An Tirol
Zum Eröffnungstag der Arlbergbahn.
(1884.)
Tirol, du schönes, stolzes Land,
Du hüllest dich in Festgewand
Und jauchzest laut.
Durch Berg' und Tal der Posthornschall,
Er tönet heut' das letztemal
So süß und traut.
Das Posthorn klingt, wie Vogelsang
Dereinst auch an das Herz dir klang
In Sommernacht,
Als es — ein sehnend Walther-Lied —
Vom Liebsten, der in Treuen schied,
Den Gruß gebracht.
Es blies in schwer bedrängter Zeit
Das Notsignal zum Freiheitsstreit
Von Tal zu Tal;
Und auf dem blutigen Felde klang's
Erschütternd, wie des Grabgesang's
Posaunenschall.
Dem Spielmanns-, Senn- und Jägerhorn
Entstammt, ward es zum heiligen Born
Für Lust und Schmerz.
War's Willkomm', war es Scheidens Muß,
Das Horn, es hatte milden Gruß
Für unser Herz.
Das Lerchenlied — es ist vorbei.
Doch hörst du nicht des Geiers Schrei
Und schrillen Pfiff?
Ein schwarzer Drache schnaubt heran,
Und Feuer speit auf eherner Bahn
Das Lokomotiv.
Der Täler Frieden ist dahin,
Und bald der Welt Parol': Gewinn!
Wird herrschend sein.
Doch nimmer klagt und nimmer bangt,
Was eine große Zeit verlangt,
Wird sie auch weih'n.
So lang' noch Schwert und Kugel droht,
Der Völkerhaß gen Himmel loht,
So lang', so lang'
Die weite Welt nicht ist befreit,
Gibt's keine Rast in Einsamkeit,
Trotz Lerchensang.
Die neue Bahn, der weder Sprung
Noch hoher Berge Überschwung
Jemals gefiel:
Durch Nacht und Graus, auf kühnem Steg,
Geradeaus den Mittelweg,
Kommt sie ans Ziel.
Ans große Ziel, dem ich und du
Mit heißer Sehnsucht streben zu,
Und weher Not;
Dem Bruderbund von Hand zu Hand,
Von Herz zu Herz, von Land zu Land.
Das walte Gott!
Das Erdbeben in
Steiermark
in der Nacht zum 1. Mai 1883
Der sanfte Mai! So herb an unsere Mauern
Hat er noch nie gepocht, als diese Nacht.

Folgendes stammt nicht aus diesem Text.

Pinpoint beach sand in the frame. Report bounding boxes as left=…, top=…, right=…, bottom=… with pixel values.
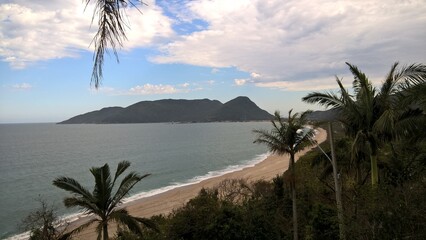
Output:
left=69, top=128, right=327, bottom=239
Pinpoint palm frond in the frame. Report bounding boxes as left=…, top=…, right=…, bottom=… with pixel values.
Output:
left=85, top=0, right=135, bottom=88
left=53, top=177, right=93, bottom=200
left=112, top=161, right=130, bottom=185
left=394, top=64, right=426, bottom=90
left=302, top=92, right=343, bottom=108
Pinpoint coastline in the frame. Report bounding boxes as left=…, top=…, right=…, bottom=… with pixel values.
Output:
left=69, top=128, right=327, bottom=239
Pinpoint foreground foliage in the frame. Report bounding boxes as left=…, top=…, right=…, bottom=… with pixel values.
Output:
left=254, top=110, right=314, bottom=240
left=53, top=161, right=155, bottom=240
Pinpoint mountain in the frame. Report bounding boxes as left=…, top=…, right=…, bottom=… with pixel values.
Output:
left=60, top=97, right=272, bottom=124
left=212, top=97, right=272, bottom=122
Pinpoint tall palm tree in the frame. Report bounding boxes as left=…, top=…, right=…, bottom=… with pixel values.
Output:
left=302, top=63, right=426, bottom=186
left=84, top=0, right=144, bottom=88
left=53, top=161, right=155, bottom=240
left=253, top=110, right=314, bottom=240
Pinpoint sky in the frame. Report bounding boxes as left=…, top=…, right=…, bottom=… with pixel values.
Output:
left=0, top=0, right=426, bottom=123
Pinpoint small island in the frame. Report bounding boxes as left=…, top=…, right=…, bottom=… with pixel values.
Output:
left=59, top=97, right=273, bottom=124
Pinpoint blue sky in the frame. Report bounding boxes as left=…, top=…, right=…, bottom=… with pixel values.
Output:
left=0, top=0, right=426, bottom=123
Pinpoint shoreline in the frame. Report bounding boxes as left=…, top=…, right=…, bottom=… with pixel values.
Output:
left=69, top=128, right=327, bottom=239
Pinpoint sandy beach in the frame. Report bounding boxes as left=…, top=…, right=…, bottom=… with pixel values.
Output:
left=71, top=128, right=327, bottom=239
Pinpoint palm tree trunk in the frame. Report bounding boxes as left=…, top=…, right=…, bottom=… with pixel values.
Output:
left=290, top=153, right=299, bottom=240
left=370, top=155, right=379, bottom=187
left=102, top=221, right=109, bottom=240
left=328, top=122, right=346, bottom=240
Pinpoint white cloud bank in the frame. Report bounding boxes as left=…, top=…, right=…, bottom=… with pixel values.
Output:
left=152, top=0, right=426, bottom=90
left=93, top=83, right=195, bottom=96
left=0, top=0, right=426, bottom=91
left=12, top=83, right=33, bottom=90
left=0, top=0, right=173, bottom=68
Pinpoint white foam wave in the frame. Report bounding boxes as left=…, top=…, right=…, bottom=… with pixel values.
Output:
left=6, top=152, right=270, bottom=240
left=123, top=152, right=270, bottom=204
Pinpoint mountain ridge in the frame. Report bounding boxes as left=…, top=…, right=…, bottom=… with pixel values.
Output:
left=59, top=96, right=273, bottom=124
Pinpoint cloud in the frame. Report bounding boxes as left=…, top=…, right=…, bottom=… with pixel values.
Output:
left=234, top=79, right=247, bottom=86
left=90, top=83, right=200, bottom=96
left=0, top=0, right=173, bottom=68
left=255, top=78, right=351, bottom=91
left=12, top=83, right=33, bottom=90
left=180, top=83, right=190, bottom=88
left=152, top=0, right=426, bottom=89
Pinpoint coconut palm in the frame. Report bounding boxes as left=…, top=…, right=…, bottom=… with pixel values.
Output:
left=253, top=110, right=314, bottom=239
left=85, top=0, right=143, bottom=88
left=302, top=63, right=426, bottom=186
left=53, top=161, right=155, bottom=240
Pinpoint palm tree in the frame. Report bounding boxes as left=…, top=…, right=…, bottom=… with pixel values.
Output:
left=302, top=63, right=426, bottom=186
left=253, top=110, right=314, bottom=240
left=53, top=161, right=155, bottom=240
left=85, top=0, right=144, bottom=88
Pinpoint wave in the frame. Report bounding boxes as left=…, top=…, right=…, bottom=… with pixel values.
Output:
left=6, top=152, right=271, bottom=240
left=123, top=152, right=270, bottom=204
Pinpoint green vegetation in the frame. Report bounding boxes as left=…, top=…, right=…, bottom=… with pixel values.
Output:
left=53, top=161, right=155, bottom=240
left=20, top=198, right=67, bottom=240
left=302, top=63, right=426, bottom=186
left=42, top=63, right=426, bottom=240
left=254, top=110, right=314, bottom=240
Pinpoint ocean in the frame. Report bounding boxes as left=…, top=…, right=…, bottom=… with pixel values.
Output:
left=0, top=122, right=270, bottom=239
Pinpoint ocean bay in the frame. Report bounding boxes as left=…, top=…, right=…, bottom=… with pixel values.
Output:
left=0, top=122, right=269, bottom=238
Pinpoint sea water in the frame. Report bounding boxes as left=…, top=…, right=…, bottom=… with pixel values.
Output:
left=0, top=122, right=269, bottom=239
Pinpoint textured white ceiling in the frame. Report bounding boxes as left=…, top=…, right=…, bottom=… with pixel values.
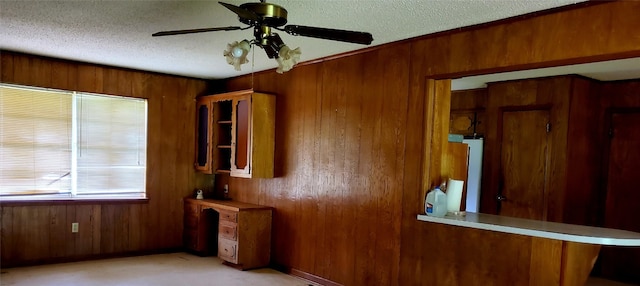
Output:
left=0, top=0, right=582, bottom=79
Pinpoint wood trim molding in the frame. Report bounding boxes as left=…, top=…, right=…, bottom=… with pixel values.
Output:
left=288, top=268, right=343, bottom=286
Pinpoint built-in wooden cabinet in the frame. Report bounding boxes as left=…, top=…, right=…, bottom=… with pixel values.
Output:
left=195, top=90, right=275, bottom=178
left=184, top=199, right=272, bottom=270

Aus tiefem Winterschlafe jäh erwacht,
Erbebt die Erde in Empfängnisschauern?
Wir fuhren auf in mitternächtigem Schrecken,
An mondbestrahltem Fenster stand der Mai
Und lächelte herein: Ich war so frei,
Ein wenig eure Herzen aufzuwecken,
Daß hören sie, was schallt in allen Lüften,
Daß sehen sie, was ich mit Blumen schrieb:
Wie kurz die Lebenszeit! O habt euch lieb,
Die Toten pochen laut in ihren Grüften.
An den Lehrer
(Zum Lehrertag in Graz 1883.)
Als Sparta einst ein großes Fest beging,
Da kam ein Bote aus Athen gezogen,
Man hieß ihn treten in der Krieger Ring
Und fragte grüßend ihn mit Pfeil und Bogen:
"Was ist dein Zeichen, Freund, wir wollen's seh'n!"
"Gesittung, Friede!" sprach der von Athen.
Und so wie damals der Athener trat,
Der edle Geist, ins Land der rohen Sitten,
So bist auch du, mein Freund, nun in den Rat
Der rauhen, kampfeslustigen Zeit geschritten.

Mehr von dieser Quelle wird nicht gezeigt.